Metrojet rents Hangars 1 and 2 at the Hong Kong Business Aviation Centre (HKBAC), while Hangar 3 is used by other service providers such at Jet Aviation. “It’s very busy at the airport, and we have a lot of difficulty getting parking slots, even though we have the hangars,” Lau explained. “Some business jet operators have been told not to come in on certain days as the airport prefers to give the slots to commercial airlines.” The Kadoorie group does have a stake in HKBAC, however, but prefers to stay in the background, and it doesn’t give Metrojet any particular power at the facility.

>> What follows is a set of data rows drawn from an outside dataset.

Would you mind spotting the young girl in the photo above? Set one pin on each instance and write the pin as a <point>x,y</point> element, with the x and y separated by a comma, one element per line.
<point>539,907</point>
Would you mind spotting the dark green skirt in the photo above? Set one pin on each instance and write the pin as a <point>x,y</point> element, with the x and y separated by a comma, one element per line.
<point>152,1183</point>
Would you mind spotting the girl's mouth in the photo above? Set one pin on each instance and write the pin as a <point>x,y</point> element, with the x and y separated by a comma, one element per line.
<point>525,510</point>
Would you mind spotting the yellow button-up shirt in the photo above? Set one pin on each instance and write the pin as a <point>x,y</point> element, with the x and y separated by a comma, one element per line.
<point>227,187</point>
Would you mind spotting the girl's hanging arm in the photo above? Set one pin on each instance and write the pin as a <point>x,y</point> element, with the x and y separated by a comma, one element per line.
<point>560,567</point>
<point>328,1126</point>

“Some Chinese and Southeast Asia clients want to base aircraft in Hong Kong rather than their home towns, probably because of the service quality and time it takes to get permits there. But parking [in Hong Kong] is saturated…the ramp is not big,” Lau told AIN. Aircraft are usually allowed to stop for only six hours at the airport before they have to go somewhere else.
Metrojet has a sister company on the helicopter side, Heliservices, which has its headquarters at Shek Kong Airport, in the New Territories. The company has 300 employees and is led by Björn Näf, a former Swissair who has been with the company for around six years. There are around 260 and Close to 70 of the 300 Metrojet staff members in Hong Kong are pilots, with around 35-40 flight attendants and “almost 100” maintenance technicians.